One road we took led us down to and across the Thamalakane River. As you can see in the photo, the river (due to drought) really is just a string of unconnected pools. Our drive across the river was via a land bridge of sand, not a real bridge of any sort. Yesterday was the first day of autumn here, and the transition from wet to dry season is in full swing. In another three months, any hint of the river must be gone in most places.

Near the Okavango River Lodge (in the distance) we finally found a route to a portion of the river that actually has water in it with having to pay for food or drink to sit for spell. This fellow came down with his 10 liter container and filled it in the river by wading out with the dog and the local donkeys to fill it. Here, he is carrying it back home full. You and I would not drink the water from the river like this, but apparently it is safe enough for those accustomed to whatever microscopic life is found there.

Maun is the only town I've visited where the airport is downtown. Across from the entrance to the airport is the Bon Arrive restaurant where we go sometimes for a cider and to read. The traffic at the corner is always fun to watch. Here is a safari truck passing by with paying clients aboard. Across the street is a row of tuck shops selling food mostly.

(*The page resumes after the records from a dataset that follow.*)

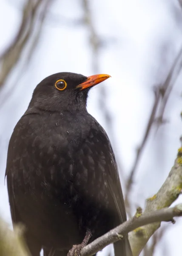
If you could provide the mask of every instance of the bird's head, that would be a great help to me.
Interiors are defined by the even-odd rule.
[[[87,77],[68,72],[52,75],[37,85],[29,106],[52,111],[85,109],[89,90],[109,77],[106,74]]]

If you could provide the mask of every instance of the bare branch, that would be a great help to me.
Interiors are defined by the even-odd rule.
[[[130,209],[129,198],[131,190],[131,186],[133,183],[134,175],[135,175],[138,164],[139,162],[139,160],[140,160],[142,153],[144,150],[147,139],[148,139],[150,133],[151,131],[152,125],[156,118],[157,108],[160,103],[161,93],[160,91],[160,89],[158,87],[156,87],[154,88],[154,95],[155,100],[154,102],[153,107],[151,111],[149,119],[148,121],[148,123],[147,125],[146,130],[145,132],[141,145],[138,148],[137,150],[135,160],[127,183],[126,187],[126,196],[125,201],[126,209],[130,217],[131,216],[131,212]]]
[[[157,129],[159,125],[163,122],[163,115],[166,104],[172,89],[181,70],[182,62],[182,47],[181,48],[164,84],[162,86],[155,88],[155,99],[153,107],[141,144],[137,150],[135,160],[127,182],[125,204],[127,213],[130,217],[131,216],[131,212],[130,209],[129,198],[133,183],[134,176],[141,159],[146,143],[151,132],[153,125],[157,122],[156,129]],[[159,108],[159,116],[156,117],[157,111],[158,108]]]
[[[157,117],[156,130],[160,125],[163,123],[163,116],[165,107],[172,90],[175,84],[178,76],[181,71],[182,66],[182,47],[174,60],[173,65],[162,87],[164,92],[159,109],[159,116]]]
[[[3,87],[4,84],[9,75],[20,59],[23,50],[31,38],[37,23],[39,21],[40,10],[43,9],[43,11],[46,11],[47,8],[46,7],[48,3],[52,1],[53,0],[27,0],[23,9],[22,22],[17,35],[12,44],[0,58],[2,62],[0,87]],[[41,28],[41,26],[40,27]],[[40,35],[40,29],[38,30],[39,33],[37,34],[37,38]],[[36,38],[36,41],[37,39]],[[33,45],[34,43],[34,41]],[[34,47],[33,47],[32,49],[34,49]]]
[[[182,189],[182,148],[178,150],[177,158],[169,175],[158,192],[147,200],[144,214],[168,207],[181,193]],[[129,234],[134,256],[138,256],[151,236],[160,225],[160,223],[150,224]]]
[[[84,247],[81,251],[81,256],[91,256],[108,244],[122,239],[129,232],[149,223],[170,221],[175,216],[182,215],[182,204],[171,208],[146,212],[138,218],[134,217]]]

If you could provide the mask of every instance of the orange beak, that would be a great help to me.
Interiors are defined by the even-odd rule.
[[[111,77],[111,76],[105,74],[91,76],[88,76],[87,80],[85,82],[78,85],[77,88],[80,88],[80,90],[84,90],[86,88],[96,85],[96,84],[100,84],[101,82],[104,81],[104,80],[106,80],[109,77]]]

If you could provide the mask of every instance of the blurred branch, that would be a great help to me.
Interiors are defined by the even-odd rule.
[[[144,214],[169,207],[181,193],[182,190],[182,148],[178,150],[174,166],[158,192],[147,200]],[[134,256],[139,255],[151,236],[160,226],[159,222],[150,224],[131,232],[129,240]]]
[[[21,239],[21,230],[12,231],[0,218],[0,255],[1,256],[28,256]]]
[[[137,150],[136,157],[134,161],[133,167],[130,172],[130,176],[128,179],[126,188],[126,196],[125,198],[125,206],[127,213],[130,217],[131,215],[131,213],[130,208],[129,197],[130,192],[131,190],[131,186],[133,183],[134,175],[140,160],[142,154],[144,150],[145,146],[148,138],[150,133],[151,131],[152,125],[156,118],[156,116],[157,108],[160,103],[160,100],[161,97],[160,88],[156,87],[154,88],[155,100],[154,102],[153,107],[152,108],[151,113],[149,119],[147,124],[145,131],[144,133],[144,137],[140,146]]]
[[[40,12],[42,12],[43,23],[47,11],[48,4],[53,0],[27,0],[23,11],[22,21],[18,31],[10,46],[0,57],[2,63],[0,72],[0,88],[4,85],[10,73],[15,67],[21,57],[22,52],[27,46],[37,28],[37,23],[40,20]],[[32,43],[31,53],[35,49],[36,43],[40,34],[41,25],[37,30],[34,40]]]
[[[96,29],[94,24],[94,19],[92,18],[91,11],[90,3],[91,1],[89,0],[82,0],[83,9],[84,13],[83,20],[85,25],[87,26],[88,29],[90,32],[89,44],[91,49],[91,67],[94,73],[97,74],[100,72],[99,68],[99,55],[100,51],[103,47],[104,41],[100,37],[97,32]],[[109,134],[109,137],[111,139],[112,144],[114,148],[116,145],[116,140],[113,132],[113,118],[110,111],[108,109],[107,104],[107,93],[105,88],[101,87],[100,88],[100,92],[99,94],[99,99],[98,102],[99,108],[101,110],[102,116],[104,116],[106,124],[107,125]],[[124,183],[124,177],[122,170],[122,165],[121,163],[121,157],[117,159],[117,163],[119,173],[122,178],[122,181]]]
[[[178,77],[182,66],[182,47],[174,60],[173,65],[166,78],[161,89],[162,91],[162,97],[159,111],[159,116],[157,118],[156,129],[159,128],[161,124],[164,123],[163,116],[166,104],[169,99],[173,87]]]
[[[182,204],[180,204],[173,208],[152,211],[146,212],[138,217],[134,216],[83,248],[81,251],[81,256],[91,256],[110,244],[122,239],[132,230],[135,230],[133,232],[137,232],[135,230],[139,229],[139,227],[141,226],[148,224],[149,223],[154,223],[150,224],[155,225],[156,222],[171,221],[174,217],[182,215]],[[134,256],[135,255],[134,254]]]
[[[162,85],[155,88],[155,99],[154,105],[141,144],[137,149],[135,160],[127,182],[125,204],[127,213],[129,216],[131,216],[131,214],[130,208],[129,198],[132,185],[134,182],[134,176],[135,175],[147,140],[151,133],[153,125],[157,123],[157,129],[159,125],[164,122],[163,115],[166,104],[172,89],[181,70],[182,66],[182,47],[180,49],[164,83]],[[159,116],[157,117],[157,112],[159,108]]]

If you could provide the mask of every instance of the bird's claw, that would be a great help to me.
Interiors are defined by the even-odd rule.
[[[73,245],[73,247],[69,250],[67,256],[80,256],[81,250],[82,247],[82,244]]]

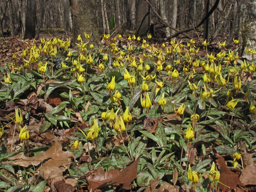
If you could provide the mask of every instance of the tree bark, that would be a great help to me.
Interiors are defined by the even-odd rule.
[[[159,4],[160,5],[160,12],[162,18],[165,22],[169,24],[169,22],[167,20],[167,17],[166,17],[166,15],[165,14],[165,6],[164,6],[164,0],[159,0]],[[165,32],[166,37],[168,37],[170,36],[170,27],[168,26],[166,28]]]
[[[36,0],[27,0],[26,10],[24,38],[32,39],[36,37]]]
[[[85,42],[84,32],[92,36],[90,39],[92,43],[96,45],[100,40],[96,15],[96,4],[94,0],[80,1],[72,0],[71,10],[73,18],[73,26],[75,41],[79,34]]]
[[[238,37],[239,52],[243,57],[250,58],[246,47],[256,48],[256,1],[255,0],[238,1]]]

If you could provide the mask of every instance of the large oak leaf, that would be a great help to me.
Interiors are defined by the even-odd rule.
[[[111,169],[105,172],[101,167],[90,171],[86,175],[86,180],[89,183],[89,191],[94,191],[96,189],[104,186],[118,186],[120,184],[123,185],[122,188],[130,189],[130,183],[137,176],[137,169],[139,161],[140,158],[138,158],[121,171],[117,169]]]

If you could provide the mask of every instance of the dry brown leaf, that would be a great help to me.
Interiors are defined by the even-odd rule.
[[[232,189],[237,192],[237,185],[244,186],[240,181],[238,178],[238,175],[228,169],[226,164],[224,158],[218,153],[215,154],[218,158],[218,159],[216,160],[217,164],[220,166],[222,169],[222,173],[220,174],[219,180],[220,182],[219,185],[220,189],[222,190],[222,192],[228,192]],[[228,186],[230,188],[225,186],[222,183]]]
[[[256,185],[256,164],[246,166],[242,172],[240,179],[245,185]]]
[[[157,186],[159,185],[158,182],[160,179],[161,178],[158,177],[154,180],[150,181],[150,185],[147,187],[144,192],[177,192],[173,185],[172,185],[167,182],[163,183],[158,188],[156,188]]]
[[[58,192],[74,192],[76,190],[76,188],[70,184],[66,183],[64,179],[55,182],[54,186]]]
[[[21,152],[8,159],[9,160],[13,160],[13,161],[8,161],[2,163],[18,165],[25,167],[32,164],[36,166],[44,160],[49,158],[54,158],[54,157],[58,157],[58,156],[56,156],[56,154],[62,151],[62,148],[60,144],[55,143],[45,152],[36,156],[27,157],[25,156],[24,153]]]
[[[131,182],[137,176],[137,169],[139,161],[140,158],[138,158],[121,171],[117,169],[111,169],[105,172],[102,167],[90,171],[86,175],[89,184],[88,190],[94,191],[96,189],[104,186],[118,186],[120,184],[123,185],[121,189],[130,190]]]

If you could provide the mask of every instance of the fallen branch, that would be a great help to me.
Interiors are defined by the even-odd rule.
[[[146,1],[148,4],[148,5],[149,5],[149,6],[150,7],[150,8],[151,8],[151,9],[152,9],[152,10],[153,10],[153,11],[154,12],[154,13],[155,13],[155,14],[156,14],[156,16],[161,20],[162,20],[162,21],[164,22],[164,23],[166,25],[166,26],[167,26],[168,27],[170,27],[170,28],[171,29],[172,29],[172,30],[174,30],[174,31],[179,32],[180,31],[179,31],[178,29],[176,29],[175,28],[174,28],[173,27],[172,27],[168,23],[167,23],[167,22],[166,22],[163,19],[163,18],[161,17],[161,16],[160,16],[159,15],[159,14],[158,13],[158,12],[156,11],[156,10],[155,10],[155,9],[154,8],[154,7],[153,7],[153,6],[152,6],[152,5],[151,5],[151,4],[150,4],[150,3],[148,2],[148,0],[145,0],[145,1]],[[176,34],[177,33],[176,33],[175,34]],[[182,33],[179,33],[179,34],[182,34],[182,35],[184,35],[185,36],[186,36],[186,37],[187,37],[188,38],[189,38],[190,39],[192,39],[192,37],[191,37],[191,36],[188,35],[188,34],[185,33],[183,33],[183,32],[182,32]],[[169,39],[170,38],[169,38],[170,37],[168,37],[167,38],[168,39]]]
[[[147,1],[148,0],[145,0]],[[195,28],[195,30],[196,30],[197,28],[198,28],[200,26],[201,26],[203,24],[203,23],[204,23],[204,21],[205,21],[205,20],[207,19],[207,18],[209,18],[209,17],[210,17],[210,16],[212,14],[212,13],[213,13],[213,12],[214,11],[214,10],[215,10],[215,9],[216,9],[216,8],[217,8],[217,6],[218,6],[218,4],[219,4],[219,2],[220,2],[220,0],[216,0],[216,1],[215,2],[215,3],[214,3],[214,4],[213,5],[213,6],[212,8],[212,9],[210,10],[209,12],[208,12],[208,13],[207,13],[207,14],[205,16],[205,17],[203,18],[203,19],[201,21],[201,22],[198,24],[198,25]],[[188,31],[192,31],[192,30],[194,30],[195,29],[194,29],[193,27],[190,27],[190,28],[188,28],[187,29],[185,29],[182,30],[180,30],[180,31],[175,33],[175,34],[174,34],[173,35],[167,37],[167,39],[170,39],[173,37],[176,37],[176,36],[179,35],[180,34],[183,34],[183,33],[184,33],[185,32],[188,32]]]

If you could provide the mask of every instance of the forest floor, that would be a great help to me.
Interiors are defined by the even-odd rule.
[[[255,50],[64,35],[0,39],[0,190],[256,191]]]

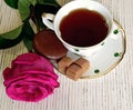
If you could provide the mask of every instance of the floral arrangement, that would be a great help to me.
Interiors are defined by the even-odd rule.
[[[11,62],[11,68],[4,69],[6,92],[13,100],[40,101],[53,93],[59,82],[49,60],[32,52],[35,33],[29,20],[34,22],[39,32],[45,28],[41,20],[42,12],[55,13],[60,6],[55,0],[4,0],[4,2],[19,10],[23,23],[0,34],[0,49],[13,47],[22,40],[29,51],[18,56]]]

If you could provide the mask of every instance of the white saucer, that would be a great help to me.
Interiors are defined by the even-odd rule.
[[[85,57],[85,59],[89,60],[91,67],[81,79],[91,79],[104,76],[113,70],[123,59],[126,49],[125,32],[117,21],[114,20],[112,36],[106,42],[102,43],[102,47],[103,48],[93,56],[89,58]],[[68,52],[66,56],[73,60],[79,58],[78,54],[72,52]]]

The images above are all from inside Maun town limits or very close to it. Maun is still a frontier town in many ways. The "city" part is small. Much of what you'd call "downtown" is a series of government ministry offices (transport and commercialization, water, veterinary safety, etc.) alongside the Choppies and Spar groceries (we've been to all of these). There is a large bus station, reminiscent of those found outside Victoria or Waterloo Stations in London. Only here, it is all dirt, no pavement, and it surrounded by people setting up tables to sell their wares under the trees. Next door is a Choppies and there is lots of foot traffic. It is a busy, dusty (or muddy, depending on the weather) place filled with life.

We drive out of town to see the country and the wildlife. But there is adventure everywhere.